Part I presents a historical snapshot of fair housing law and policy in the Jim Crow North. Part II examines the federal legal response to residential discrimination and segregation nationwide. Part III explains the theory and methodology for calculating favorable outcomes made by federal, state, and local governments in Northeastern Title VIII complaints. Part IV provides the results of the favorable outcome analysis for Black and Latinx Americans. Part V spotlights New York and New Jersey to better understand their low rates of favorable outcomes in Fair Housing Act complaints. The conclusion discusses the study’s findings and suggests some explanations.
The analysis leads to three key takeaways. First, it reveals considerable variations in favorable outcomes across the Jim Crow North, even between adjacent states with similar demographic traits. Such outcome variations suggest that governmental jurisdictions’ support for Title VIII complainants can differ noticeably and that the region, state, or locality in which a person files a Fair Housing Act complaint makes a difference. Second, Black complainants are most likely to win their Title VIII claims in federal Region I (Connecticut, Maine, Massachusetts, New Hampshire, Rhode Island, and Vermont).

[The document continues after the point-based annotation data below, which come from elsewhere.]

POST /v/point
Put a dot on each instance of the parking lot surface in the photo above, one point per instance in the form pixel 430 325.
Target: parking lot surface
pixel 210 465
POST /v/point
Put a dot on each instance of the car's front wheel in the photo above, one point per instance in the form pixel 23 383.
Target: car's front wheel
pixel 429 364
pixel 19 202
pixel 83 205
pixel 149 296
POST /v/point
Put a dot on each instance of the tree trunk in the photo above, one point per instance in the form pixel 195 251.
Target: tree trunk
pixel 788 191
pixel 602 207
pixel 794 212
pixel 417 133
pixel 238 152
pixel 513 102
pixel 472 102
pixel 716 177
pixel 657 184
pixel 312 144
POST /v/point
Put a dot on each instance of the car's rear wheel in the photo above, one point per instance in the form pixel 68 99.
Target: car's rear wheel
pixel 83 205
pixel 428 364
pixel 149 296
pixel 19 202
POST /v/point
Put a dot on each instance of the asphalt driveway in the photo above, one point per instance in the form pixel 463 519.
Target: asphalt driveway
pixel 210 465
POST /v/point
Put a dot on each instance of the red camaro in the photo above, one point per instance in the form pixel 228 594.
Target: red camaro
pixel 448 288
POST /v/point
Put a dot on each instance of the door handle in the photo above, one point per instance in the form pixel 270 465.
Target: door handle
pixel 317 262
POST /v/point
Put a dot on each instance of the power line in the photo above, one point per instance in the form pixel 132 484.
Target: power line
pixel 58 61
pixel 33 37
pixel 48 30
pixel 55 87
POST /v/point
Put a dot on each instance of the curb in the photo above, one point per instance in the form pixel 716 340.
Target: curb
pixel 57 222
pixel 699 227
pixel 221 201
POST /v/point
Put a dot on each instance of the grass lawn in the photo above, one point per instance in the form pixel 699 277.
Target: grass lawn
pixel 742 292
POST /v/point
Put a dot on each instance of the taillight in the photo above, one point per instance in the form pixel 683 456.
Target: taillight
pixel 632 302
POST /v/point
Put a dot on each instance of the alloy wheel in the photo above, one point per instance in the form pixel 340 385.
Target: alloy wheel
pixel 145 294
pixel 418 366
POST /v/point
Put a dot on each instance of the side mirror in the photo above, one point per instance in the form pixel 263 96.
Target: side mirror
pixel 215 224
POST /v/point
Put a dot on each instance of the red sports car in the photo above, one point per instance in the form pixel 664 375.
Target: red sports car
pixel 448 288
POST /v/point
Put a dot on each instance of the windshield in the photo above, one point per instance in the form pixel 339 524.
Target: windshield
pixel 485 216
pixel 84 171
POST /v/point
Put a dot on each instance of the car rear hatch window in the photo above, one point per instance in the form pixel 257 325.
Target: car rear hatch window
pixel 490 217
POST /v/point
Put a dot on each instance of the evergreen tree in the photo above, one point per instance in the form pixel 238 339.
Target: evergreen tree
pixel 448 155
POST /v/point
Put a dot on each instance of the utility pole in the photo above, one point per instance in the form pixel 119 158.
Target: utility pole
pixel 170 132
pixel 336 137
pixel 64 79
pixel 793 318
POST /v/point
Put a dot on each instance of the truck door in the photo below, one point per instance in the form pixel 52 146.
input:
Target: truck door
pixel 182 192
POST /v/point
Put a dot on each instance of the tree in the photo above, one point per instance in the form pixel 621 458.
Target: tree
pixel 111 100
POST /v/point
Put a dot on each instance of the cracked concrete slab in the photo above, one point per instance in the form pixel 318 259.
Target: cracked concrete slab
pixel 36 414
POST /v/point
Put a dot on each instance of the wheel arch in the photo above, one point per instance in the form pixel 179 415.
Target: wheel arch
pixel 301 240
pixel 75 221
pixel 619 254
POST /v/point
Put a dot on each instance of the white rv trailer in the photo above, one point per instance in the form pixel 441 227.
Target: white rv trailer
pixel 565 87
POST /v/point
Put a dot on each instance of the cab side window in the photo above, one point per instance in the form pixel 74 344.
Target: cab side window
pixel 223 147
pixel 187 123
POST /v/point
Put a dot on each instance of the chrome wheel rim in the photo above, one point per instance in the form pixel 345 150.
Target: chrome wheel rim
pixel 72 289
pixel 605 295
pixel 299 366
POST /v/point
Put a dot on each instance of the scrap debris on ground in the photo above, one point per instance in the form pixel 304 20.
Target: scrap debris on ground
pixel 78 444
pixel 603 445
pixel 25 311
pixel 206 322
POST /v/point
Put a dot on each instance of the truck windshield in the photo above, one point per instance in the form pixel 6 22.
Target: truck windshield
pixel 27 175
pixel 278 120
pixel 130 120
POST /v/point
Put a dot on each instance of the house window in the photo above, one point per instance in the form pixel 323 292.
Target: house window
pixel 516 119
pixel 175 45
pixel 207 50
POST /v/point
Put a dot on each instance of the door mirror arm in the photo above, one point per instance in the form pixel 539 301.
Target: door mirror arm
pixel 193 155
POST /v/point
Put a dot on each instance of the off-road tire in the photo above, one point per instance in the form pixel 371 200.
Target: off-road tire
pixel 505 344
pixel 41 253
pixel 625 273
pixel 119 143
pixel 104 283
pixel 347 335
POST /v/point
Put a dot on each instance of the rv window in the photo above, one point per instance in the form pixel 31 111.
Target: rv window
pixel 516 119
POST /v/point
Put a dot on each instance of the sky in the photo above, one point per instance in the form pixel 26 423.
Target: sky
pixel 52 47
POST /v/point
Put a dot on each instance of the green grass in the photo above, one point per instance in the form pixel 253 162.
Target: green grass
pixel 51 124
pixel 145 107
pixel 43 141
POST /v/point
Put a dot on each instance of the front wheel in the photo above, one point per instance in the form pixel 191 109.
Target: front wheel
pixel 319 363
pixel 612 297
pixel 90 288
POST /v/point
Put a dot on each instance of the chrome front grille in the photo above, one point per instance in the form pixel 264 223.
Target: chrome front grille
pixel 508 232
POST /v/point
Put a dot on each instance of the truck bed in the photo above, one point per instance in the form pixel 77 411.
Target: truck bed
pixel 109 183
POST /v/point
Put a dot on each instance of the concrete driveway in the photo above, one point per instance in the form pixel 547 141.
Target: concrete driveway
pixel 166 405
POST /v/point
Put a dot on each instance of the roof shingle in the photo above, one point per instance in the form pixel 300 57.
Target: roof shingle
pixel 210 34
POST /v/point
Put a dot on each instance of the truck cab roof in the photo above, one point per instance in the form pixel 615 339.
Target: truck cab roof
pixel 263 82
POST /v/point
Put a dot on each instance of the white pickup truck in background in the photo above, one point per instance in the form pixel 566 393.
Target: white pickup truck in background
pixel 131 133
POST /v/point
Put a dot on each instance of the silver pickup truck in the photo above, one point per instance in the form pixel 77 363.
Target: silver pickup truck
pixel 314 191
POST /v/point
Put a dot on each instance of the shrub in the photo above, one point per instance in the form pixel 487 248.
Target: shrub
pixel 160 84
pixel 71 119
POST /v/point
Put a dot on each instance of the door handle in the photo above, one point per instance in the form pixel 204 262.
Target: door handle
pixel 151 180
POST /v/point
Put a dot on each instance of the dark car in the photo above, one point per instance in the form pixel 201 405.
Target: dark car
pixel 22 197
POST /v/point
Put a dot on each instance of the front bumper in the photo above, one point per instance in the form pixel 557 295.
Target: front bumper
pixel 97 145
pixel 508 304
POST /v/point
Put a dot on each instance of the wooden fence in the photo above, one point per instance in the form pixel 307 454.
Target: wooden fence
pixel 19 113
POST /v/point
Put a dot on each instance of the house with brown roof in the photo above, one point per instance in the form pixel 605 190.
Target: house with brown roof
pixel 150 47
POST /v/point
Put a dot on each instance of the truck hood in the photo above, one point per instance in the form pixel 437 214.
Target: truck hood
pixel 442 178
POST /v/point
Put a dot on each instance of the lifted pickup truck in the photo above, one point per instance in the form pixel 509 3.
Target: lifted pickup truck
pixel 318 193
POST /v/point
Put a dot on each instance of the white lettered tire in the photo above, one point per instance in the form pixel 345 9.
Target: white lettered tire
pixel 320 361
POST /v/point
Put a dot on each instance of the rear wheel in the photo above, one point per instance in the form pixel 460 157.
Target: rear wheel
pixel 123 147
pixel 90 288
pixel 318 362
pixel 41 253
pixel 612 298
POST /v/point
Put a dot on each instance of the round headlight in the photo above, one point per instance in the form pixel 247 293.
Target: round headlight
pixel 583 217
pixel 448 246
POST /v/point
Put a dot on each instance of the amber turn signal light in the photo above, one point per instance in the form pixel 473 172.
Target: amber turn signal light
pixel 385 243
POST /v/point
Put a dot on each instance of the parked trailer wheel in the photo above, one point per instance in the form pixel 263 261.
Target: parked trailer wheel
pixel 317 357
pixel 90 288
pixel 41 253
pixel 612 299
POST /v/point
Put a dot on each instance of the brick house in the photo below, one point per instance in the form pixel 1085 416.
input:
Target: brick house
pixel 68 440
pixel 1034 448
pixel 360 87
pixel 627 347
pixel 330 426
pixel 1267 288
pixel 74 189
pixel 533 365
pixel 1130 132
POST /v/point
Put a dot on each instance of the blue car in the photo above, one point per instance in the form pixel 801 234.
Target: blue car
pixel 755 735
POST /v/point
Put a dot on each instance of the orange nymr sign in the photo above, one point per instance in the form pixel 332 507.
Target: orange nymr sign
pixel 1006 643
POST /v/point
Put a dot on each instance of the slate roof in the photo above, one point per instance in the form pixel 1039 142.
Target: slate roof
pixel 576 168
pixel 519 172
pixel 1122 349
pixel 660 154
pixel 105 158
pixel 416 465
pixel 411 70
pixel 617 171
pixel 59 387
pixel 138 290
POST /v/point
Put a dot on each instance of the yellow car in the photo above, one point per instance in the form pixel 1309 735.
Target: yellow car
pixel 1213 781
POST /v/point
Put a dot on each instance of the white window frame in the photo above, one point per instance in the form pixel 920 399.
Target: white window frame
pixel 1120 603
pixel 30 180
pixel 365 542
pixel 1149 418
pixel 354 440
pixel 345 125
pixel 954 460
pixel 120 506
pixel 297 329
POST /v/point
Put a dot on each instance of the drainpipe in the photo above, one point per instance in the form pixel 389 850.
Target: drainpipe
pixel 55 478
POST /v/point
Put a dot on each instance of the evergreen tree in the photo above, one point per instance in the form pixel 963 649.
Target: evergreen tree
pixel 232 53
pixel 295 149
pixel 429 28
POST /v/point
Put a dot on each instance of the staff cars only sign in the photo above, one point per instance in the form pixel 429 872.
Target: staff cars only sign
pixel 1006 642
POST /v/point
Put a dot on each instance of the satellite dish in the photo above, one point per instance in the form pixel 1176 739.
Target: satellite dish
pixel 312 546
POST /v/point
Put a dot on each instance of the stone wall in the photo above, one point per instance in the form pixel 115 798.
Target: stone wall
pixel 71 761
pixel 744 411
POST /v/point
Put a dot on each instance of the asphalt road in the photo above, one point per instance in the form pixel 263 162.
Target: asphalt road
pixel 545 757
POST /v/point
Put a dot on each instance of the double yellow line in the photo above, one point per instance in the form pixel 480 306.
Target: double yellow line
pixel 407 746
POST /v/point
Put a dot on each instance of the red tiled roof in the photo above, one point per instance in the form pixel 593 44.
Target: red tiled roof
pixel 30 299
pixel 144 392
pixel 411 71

In contrast, Latinx people are most likely to obtain favorable outcomes in federal Region III (Delaware, Maryland, Pennsylvania, Virginia, and West Virginia). Third, Black and Latinx complainants are least likely to win Title VIII claims in federal Region II, which consists of New York and New Jersey.
Because of this third finding, the Article then explores aspects of law, race relations, and public policy in New York and New Jersey to help explain their low rates of favorable outcomes in Fair Housing Act complaints. Four facts about New York and New Jersey are considered: their comparatively high levels of (1) residential, (2) school, and (3) economic segregation, as well as (4) their lack of local jurisdictions participating in HUD’s Fair Housing Assistance Program (FHAP). Our analysis assumes that if subnational governmental decisions primarily represent the demands of people and groups with the most influence at the state and local levels, and if residential, educational, and economic segregation are the preference of many people and groups in New York and New Jersey, civil rights agencies in these states will likely respond by deciding a relatively low percentage of Fair Housing Act complaints in favor of Black and Latinx complainants. Because of data limitations, the analysis cannot directly measure the individual effects of residential, educational, or economic segregation on the decisions of FHAP agencies, so it cannot prove that one or more of these four factors cause Region II’s low favorability rates. Nonetheless, the results suggest that such a causal link is plausible.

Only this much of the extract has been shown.